【Flink状态管理五】Checkpoint的设计与实现

文章目录

  • [1. Checkpoint的整体设计](#1. Checkpoint的整体设计)
  • [2. Checkpoint创建源码解析](#2. Checkpoint创建源码解析)
    • [2.1. DefaultExecutionGraphBuilder.buildGraph](#2.1. DefaultExecutionGraphBuilder.buildGraph)
    • [2.2. ExecutionGraph.enableCheckpointing](#2.2. ExecutionGraph.enableCheckpointing)

由于系统原因导致Flink作业无法正常运行的情况非常多,且很多时候都是无法避免的。对于Flink集群来讲,能够快速从异常状态中恢复,同时保证处理数据的正确性和一致性非常重要。Flink主要借助Checkpoint的方式保障整个系统状态数据的一致性,也就是基于ABS算法实现轻量级快照服务。

本节我们详细了解Checkpoint的设计与实现。

1. Checkpoint的整体设计

Checkpoint的执行过程分为三个阶段:启动、执行以及确认完成。其中Checkpoint的启动过程由JobManager管理节点中的CheckpointCoordinator组件控制,该组件会周期性地向数据源节点发送执行Checkpoint的请求,执行频率取决于用户配置的CheckpointInterval参数。

执行过程:

  1. 在JobManager管理节点通过CheckpointCoordinator组件向每个数据源节点发送Checkpoint执行请求,此时数据源节点中的算子会将消费数据对应的Position发送到JobManager管理节点中。
  2. JobManager节点会存储Checkpoint元数据,用于记录每次执行Checkpoint操作过程中算子的元数据信息,例如在FlinkKafkaConsumer中会记录消费Kafka主题的偏移量,用于确认从Kafka主题中读取数据的位置。
  3. 在数据源节点执行完Checkpoint操作后,继续向下游节点发送CheckpointBarrier事件,下游算子通过对齐Barrier事件,触发该算子的Checkpoint操作。
    当下游的map算子接收到数据源节点的Checkpoint
    Barrier事件后,首先对当前算子的数据进行处理,并等待其他上游数据源节点的Barrier事件到达。该过程就是Checkpoint
    Barrier对齐,目的是确保属于同一Checkpoint的数据能够全部到达当前节点。

Barrier事件的作用就是切分不同Checkpoint批次的数据。

  • 当map算子接收到所有上游的Barrier事件后,就会触发当前算子的Checkpoint操作,并将状态数据快照到指定的外部持久化介质中,该操作主要借助状态后端存储实现。

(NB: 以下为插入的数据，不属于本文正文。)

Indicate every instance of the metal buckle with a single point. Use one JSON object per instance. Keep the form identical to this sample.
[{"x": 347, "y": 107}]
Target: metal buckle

  • 当状态数据执行完毕后,继续将Barrier事件发送至下游的算子,进行后续算子的Checkpoint操作。

  • 另外,在map算子中执行完Checkpoint操作后,也会向JobManager管理节点发送Ack消息,确认当前算子的Checkpoint操作正常执行。此时Checkpoint数据会存储该算子对应的状态数据,如果StateBackend为MemoryStateBackend,则主要会将状态数据存储在JobManager的堆内存中

sink节点的ack

像map算子节点一样,当Barrier事件到达sink类型的节点后,sink节点也会进行Barrier对齐操作,确认上游节点的数据全部接入。然后对接入的数据进行处理,将结果输出到外部系统中。完成以上步骤后,sink节点会向JobManager管理节点发送Ack确认消息,确认当前Checkpoint中的状态数据都正常进行了持久化操作。(之后呢?当任务结束之后,cp会消失还是?)

2. Checkpoint创建源码解析

通过调用StreamExecutionEnvironment.enableCheckpointing(),开启Checkpoint。

此时Checkpoint的配置会被存储在StreamGraph中,然后将StreamGraph中的CheckpointConfig转换为JobCheckpointingSettings数据结构存储在JobGraph对象中,并伴随JobGraph提交到集群运行。启动JobMaster服务后,JobMaster调度和执行Checkpoint操作。

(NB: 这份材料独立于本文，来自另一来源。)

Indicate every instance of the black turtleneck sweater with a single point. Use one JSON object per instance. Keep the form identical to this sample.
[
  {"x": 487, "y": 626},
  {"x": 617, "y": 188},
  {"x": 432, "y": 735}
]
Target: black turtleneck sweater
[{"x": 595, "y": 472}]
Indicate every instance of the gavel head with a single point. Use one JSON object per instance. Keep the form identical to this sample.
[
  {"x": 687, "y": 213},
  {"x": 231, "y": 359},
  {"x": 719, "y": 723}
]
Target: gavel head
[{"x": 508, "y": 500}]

2.1. DefaultExecutionGraphBuilder.buildGraph

如下代码,通过JobGraph构建ExecutionGraph的过程中,获取JobGraph中存储的JobCheckpointingSettings配置,然后创建ExecutionGraph。

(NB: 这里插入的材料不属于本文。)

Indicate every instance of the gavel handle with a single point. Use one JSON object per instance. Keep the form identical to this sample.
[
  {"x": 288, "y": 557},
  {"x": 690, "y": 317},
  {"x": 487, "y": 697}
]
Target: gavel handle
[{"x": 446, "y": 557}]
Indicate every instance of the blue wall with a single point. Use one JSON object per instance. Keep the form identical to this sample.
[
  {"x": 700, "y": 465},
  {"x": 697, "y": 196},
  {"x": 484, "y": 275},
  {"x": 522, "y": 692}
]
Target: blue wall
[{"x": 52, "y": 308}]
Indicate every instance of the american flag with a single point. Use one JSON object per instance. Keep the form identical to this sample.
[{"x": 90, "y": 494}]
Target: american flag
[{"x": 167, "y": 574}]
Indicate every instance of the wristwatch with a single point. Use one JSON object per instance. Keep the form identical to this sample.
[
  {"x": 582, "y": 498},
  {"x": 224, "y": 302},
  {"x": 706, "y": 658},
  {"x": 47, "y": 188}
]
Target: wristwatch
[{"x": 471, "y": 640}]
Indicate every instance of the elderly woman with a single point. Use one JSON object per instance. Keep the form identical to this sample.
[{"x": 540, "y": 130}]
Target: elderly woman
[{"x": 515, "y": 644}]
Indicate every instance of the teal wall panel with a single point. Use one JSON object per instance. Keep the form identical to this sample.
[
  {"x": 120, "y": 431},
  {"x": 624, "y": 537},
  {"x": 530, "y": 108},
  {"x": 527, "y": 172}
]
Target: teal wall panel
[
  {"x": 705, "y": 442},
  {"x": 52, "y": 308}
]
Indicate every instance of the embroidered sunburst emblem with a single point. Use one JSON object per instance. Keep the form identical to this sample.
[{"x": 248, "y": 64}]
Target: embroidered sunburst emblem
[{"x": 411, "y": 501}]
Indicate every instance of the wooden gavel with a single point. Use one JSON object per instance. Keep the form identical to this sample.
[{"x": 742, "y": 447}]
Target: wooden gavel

1)根据snapshotSettings配置获取triggerVertices、ackVertices以及confirmVertices节点集合,并转换为对应的ExecutionJobVertex集合。

  • 其中triggerVertices集合存储了所有SourceOperator节点,这些节点通过CheckpointCoordinator主动触发Checkpoint操作。
  • ackVertices和confirmVertices集合存储了StreamGraph中的全部节点,代表所有节点都需要返回Ack确认信息并确认Checkpoint执行成功。

2)创建CompletedCheckpointStore组件,用于存储Checkpoint过程中的元数据。

  • 当对作业进行恢复操作时会在CompletedCheckpointStore中检索最新完成的Checkpoint元数据信息,然后基于元数据信息恢复Checkpoint中存储的状态数据。CompletedCheckpointStore有两种实现,分别为StandaloneCompletedCheckpointStore和ZooKeeperCompletedCheckpointStore。
  • 在CompletedCheckpointStore中通过maxNumberOfCheckpointsToRetain参数配置以及结合checkpointIdCounter计数器保证只会存储固定数量的CompletedCheckpoint。

3)创建CheckpointStatsTracker实例

用于监控和追踪Checkpoint执行和更新的情况,包括Checkpoint执行的统计信息以及执行状况,WebUI中显示的Checkpoint监控数据主要来自CheckpointStatsTracker。

4)创建StateBackend,从UserClassLoader中反序列化出应用指定的StateBackend并设定为applicationConfiguredBackend。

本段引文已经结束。